Après des premiers récits et romans parfois assez oulipiens (Cyrille et Méthode, 1994), il a publié quelques textes plus autobiographiques, comme Joséphine (1994), portrait de sa compagne morte d’une overdose, L’Organisation (1996), qui raconte ses années gauchistes sur le mode humoristique et lui vaut le prix Médicis, ou plus récemment Savannah (2015), retour à soi et hommage encore à une femme aimée jadis.
Des récits de fiction
Mais la plupart de ses livres appartiennent à un territoire plus ambigu : ce sont des récits de fiction, où l’écrivain utilise le plus souvent le je mais un je souvent largement fictif, et qui se situent au plus près de la réalité mais bien loin du journalisme auquel on les rattache trop souvent :
« Ce n’est pas du journalisme que je fais ! Je suis un peu las de voir qu’on rapproche mes livres du journalisme. Ça n’a rien à voir. […] Le narrateur est présent et c’est aussi son histoire qui est racontée. […] Ensuite, je m’attache à une infinité de détails qui n’intéressent pas le journalisme : la topographie des lieux, la description d’un paysage, d’un bâtiment. On peut aussi s’attacher à des personnages qui n’ont aucun rôle… » (Entretien, Le Matricule des anges, avril 2005)

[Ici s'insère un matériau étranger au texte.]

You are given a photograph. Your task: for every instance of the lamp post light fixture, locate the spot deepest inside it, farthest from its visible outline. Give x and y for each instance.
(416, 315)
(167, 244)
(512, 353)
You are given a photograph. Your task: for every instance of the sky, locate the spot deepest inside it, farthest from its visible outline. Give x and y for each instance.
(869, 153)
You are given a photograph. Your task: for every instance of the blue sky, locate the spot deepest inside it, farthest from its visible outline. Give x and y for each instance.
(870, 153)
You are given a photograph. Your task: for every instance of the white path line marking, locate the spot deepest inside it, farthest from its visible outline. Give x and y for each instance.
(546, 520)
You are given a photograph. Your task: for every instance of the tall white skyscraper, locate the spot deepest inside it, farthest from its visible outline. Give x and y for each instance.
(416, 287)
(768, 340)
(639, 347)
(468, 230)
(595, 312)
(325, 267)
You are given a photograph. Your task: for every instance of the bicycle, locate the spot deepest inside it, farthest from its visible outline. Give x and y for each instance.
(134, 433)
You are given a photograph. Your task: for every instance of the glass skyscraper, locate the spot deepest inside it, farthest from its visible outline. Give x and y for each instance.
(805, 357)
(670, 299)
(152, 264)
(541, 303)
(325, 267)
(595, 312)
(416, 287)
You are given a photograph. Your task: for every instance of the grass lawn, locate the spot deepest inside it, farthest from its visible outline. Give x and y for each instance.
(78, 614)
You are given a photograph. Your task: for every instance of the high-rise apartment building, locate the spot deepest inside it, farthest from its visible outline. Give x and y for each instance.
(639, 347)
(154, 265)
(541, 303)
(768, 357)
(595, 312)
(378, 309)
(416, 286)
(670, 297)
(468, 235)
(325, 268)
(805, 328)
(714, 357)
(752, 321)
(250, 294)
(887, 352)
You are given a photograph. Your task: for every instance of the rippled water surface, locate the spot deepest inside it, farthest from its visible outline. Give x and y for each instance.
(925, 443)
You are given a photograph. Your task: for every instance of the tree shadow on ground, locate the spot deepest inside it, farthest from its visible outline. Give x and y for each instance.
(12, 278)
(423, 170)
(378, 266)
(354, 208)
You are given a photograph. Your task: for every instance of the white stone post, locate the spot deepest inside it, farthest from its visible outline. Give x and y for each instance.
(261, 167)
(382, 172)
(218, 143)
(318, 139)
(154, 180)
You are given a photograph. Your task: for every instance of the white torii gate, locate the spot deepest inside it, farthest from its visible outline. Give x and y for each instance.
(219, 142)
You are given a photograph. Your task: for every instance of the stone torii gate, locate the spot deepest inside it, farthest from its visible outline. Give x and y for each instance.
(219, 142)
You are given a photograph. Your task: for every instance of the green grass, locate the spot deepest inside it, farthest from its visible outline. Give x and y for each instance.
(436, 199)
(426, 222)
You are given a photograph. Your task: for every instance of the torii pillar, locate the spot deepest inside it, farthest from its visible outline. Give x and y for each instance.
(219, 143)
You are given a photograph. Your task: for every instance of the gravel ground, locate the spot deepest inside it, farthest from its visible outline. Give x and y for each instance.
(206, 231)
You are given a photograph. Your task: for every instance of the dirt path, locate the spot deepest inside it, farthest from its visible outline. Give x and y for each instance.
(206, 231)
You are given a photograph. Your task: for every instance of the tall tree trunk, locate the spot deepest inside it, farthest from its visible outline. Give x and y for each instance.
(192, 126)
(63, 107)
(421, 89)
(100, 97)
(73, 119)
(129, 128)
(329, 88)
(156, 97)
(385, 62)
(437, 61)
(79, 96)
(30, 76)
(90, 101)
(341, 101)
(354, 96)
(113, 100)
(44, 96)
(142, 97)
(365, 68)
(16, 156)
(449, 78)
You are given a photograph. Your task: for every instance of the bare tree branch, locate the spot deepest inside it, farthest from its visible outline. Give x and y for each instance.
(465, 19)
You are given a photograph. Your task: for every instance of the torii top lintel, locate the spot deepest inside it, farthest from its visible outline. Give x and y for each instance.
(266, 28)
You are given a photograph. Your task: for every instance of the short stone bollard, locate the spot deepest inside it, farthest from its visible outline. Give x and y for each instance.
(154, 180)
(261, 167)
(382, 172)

Le narrateur de Zones (Gallimard, 1995) forme par exemple le projet d’« habiter à Paris en dehors de chez [lui] » et explore la proche banlieue : « C’était un projet dépressif que j’ai transformé parce que je trouvais ça trop absurde. Mais l’idée centrale […] restait d’être un étranger dans sa propre ville ». La Clôture (2002) peint au plus près les zones inhospitalières du périphérique et les personnages étranges qui les peuplent. Terminal Frigo (2005) déambule dans les zones portuaires de Dunkerque, Calais, Le Havre ou Saint-Nazaire, dans de courts textes en désordre chronologique, où le narrateur passe d’un sujet à l’autre comme on revit ses souvenirs de routard.
Le Ravissement de Britney Spears (2011) semble marquer un retour au roman (un improbable agent secret dépressif enquête sur une menace d’enlèvement de la chanteuse) mais est surtout prétexte à explorer Los Angeles en piéton. Les Événements (2015) est le récit d’une traversée de la France dans le contexte d’une guerre civile imaginaire ou future. En 2013, Jean Rolin a reçu le prix de la langue française.
Palestine (Chrétiens, 2003), Afrique (L’Explosion de la durite, 2007), banlieue (Zones, 1995), Afrique du Sud (La Ligne de front, 1988), Émirats arabes (Ormuz, 2013) ou îles Palaos dans le Pacifique (Peleliu, 2016), ses voyages le conduisent dans des territoires variés et arpentent également notre époque mondialisée saturée de conflits.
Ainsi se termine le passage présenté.